A smaller fragment of the ‘Dance Of The Infidels’ opening (in the melodic minor scale, steps 2-7-1-2-3) can be heard in the third measure of the bridge of ‘Celia’, in measures 1 and 5 of Charles Mingus’s Self Portrait In Three Colors and measure 5 of Mary Lou Williams’s New Blues, meant to represent the bebop era, from her 1978 album The History Of jazz. Mingus is the bass player on a live recording of Charlie Parker performing Dance Of The Infidels with Bud Powell (perhaps the only recording of Parker playing a Powell composition) and Mary Lou Williams was closely associated with Powell over a number of years as a female member of what I call the ‘Three Musketeers Collective’ (centered around Powell, Monk and Elmo Hope) and which I describe in my post Musical Neighbors. While we know Mingus heard ‘Dance Of The Infidels’, it is also likely WIlliams heard it and ‘Celia’.
Powell’s solo on the Charlie Parker blues Buzzy, from his only studio session with Parker in 1947, is a remarkable feat of grace and responsiveness which I discuss in my post on Bud Powell and Wynton Kelly. Here is my transcription of the first chorus of the solo, which can be found in the post on Powell and Kelly:
Here is a link to a video of me playing the first chorus of the solo. This solo is quoted in two places during Al Haig’s piano solo on the original Wardell Gray recording of Twisted from 1949, as well as during his comping on the bass solo. One of the licks from the ‘Buzzy’ solo is alluded to by Sonny Clark in his solo on his tune Blues Mambo from 1960 with a version that is both condensed and ornamented. I encourage you to leave a comment in the comment section if you can find the timing where these quotes occur in the Haig and Clark solos. In 1986, Gil Evans used the entire first chorus of Powell’s solo to open his composition ‘Bud and Bird’.

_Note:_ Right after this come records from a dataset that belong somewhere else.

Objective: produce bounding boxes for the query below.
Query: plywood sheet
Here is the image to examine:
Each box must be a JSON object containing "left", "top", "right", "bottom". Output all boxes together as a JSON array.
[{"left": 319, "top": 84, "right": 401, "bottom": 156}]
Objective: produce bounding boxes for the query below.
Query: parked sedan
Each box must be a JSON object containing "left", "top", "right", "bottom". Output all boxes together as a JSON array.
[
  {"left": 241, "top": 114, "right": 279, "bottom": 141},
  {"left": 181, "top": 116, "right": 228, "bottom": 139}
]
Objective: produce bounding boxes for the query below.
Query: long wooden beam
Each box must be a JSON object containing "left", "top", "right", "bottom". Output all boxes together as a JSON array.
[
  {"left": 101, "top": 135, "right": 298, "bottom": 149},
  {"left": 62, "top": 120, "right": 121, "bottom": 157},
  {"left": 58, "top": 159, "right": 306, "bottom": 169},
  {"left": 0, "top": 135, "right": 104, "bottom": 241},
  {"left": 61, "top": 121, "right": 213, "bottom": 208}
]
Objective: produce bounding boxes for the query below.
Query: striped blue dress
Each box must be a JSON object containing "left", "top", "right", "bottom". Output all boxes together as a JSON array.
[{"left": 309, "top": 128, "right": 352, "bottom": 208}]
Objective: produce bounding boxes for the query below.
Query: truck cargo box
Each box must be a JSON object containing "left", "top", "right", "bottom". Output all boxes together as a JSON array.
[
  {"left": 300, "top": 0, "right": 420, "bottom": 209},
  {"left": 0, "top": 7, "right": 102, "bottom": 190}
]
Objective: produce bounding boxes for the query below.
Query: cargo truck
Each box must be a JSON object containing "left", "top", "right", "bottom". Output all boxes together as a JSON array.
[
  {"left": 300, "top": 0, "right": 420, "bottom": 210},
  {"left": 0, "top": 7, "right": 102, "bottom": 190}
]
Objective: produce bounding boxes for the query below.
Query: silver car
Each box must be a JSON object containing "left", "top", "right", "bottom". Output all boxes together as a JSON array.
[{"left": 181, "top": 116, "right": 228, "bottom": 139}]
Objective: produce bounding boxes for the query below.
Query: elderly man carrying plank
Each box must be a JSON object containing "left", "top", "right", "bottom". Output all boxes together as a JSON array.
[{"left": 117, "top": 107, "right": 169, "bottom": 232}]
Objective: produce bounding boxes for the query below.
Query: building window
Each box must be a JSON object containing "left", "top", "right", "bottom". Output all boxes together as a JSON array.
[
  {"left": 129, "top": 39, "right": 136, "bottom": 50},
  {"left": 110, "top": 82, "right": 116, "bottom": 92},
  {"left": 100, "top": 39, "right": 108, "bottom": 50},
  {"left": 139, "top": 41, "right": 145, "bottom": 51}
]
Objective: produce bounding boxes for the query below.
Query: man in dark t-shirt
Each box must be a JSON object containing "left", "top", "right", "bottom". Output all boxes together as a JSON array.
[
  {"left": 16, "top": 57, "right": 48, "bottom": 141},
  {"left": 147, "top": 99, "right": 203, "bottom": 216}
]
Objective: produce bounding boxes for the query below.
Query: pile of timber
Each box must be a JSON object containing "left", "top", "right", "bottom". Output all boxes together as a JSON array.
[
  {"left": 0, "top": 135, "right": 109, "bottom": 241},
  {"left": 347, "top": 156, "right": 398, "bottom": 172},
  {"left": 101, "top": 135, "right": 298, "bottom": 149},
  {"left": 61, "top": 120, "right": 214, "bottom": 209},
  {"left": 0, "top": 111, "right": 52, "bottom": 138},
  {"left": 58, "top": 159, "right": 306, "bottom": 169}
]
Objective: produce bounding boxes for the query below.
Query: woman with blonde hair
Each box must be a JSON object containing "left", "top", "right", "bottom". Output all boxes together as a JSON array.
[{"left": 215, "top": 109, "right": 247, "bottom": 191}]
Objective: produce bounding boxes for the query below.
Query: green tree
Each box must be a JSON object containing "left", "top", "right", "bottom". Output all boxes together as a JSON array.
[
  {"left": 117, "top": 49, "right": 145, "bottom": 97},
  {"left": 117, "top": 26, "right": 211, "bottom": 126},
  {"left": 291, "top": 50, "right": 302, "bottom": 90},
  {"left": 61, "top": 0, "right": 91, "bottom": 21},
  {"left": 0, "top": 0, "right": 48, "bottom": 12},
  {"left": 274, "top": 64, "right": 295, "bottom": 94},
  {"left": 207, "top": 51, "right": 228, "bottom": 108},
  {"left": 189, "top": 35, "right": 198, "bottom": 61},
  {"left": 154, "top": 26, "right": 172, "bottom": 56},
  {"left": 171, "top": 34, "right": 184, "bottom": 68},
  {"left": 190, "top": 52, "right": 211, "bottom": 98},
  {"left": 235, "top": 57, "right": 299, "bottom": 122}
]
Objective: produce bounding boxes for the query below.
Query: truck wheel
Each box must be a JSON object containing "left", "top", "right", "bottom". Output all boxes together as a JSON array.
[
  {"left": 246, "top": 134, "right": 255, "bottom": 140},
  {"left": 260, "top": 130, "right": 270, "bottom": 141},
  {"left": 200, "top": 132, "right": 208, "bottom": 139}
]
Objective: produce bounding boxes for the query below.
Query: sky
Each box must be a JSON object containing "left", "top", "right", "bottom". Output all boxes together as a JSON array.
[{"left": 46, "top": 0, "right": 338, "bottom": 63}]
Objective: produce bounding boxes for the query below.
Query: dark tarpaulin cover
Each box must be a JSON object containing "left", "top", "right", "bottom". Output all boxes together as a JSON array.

While there is some value in knowing the isolated phrases from Bud Powell’s vocabulary that are quoted by other great jazz players, I find the greater value in identifying these quotations is that it makes me aware of the compositions and solos by Powell to which these players were most drawn. This sends me back to those tunes and solos to re-learn them in more depth and search for other sections I might find useful and inspiring. It also makes me aware in a general way of which corners of Powell’s work may have been less explored. Just as with knowing a commonly quoted phrase from Shakespeare, while one can certainly add the familiar quote to one’s vocabulary, the greater pleasure is in going back to re-experience the original source, hearing the now heightened meaning of the quoted phrase in its original context, and staying tuned for where other less used excerpts may still lie, waiting like old but sturdy tools to be used in the tilling of new garden plots.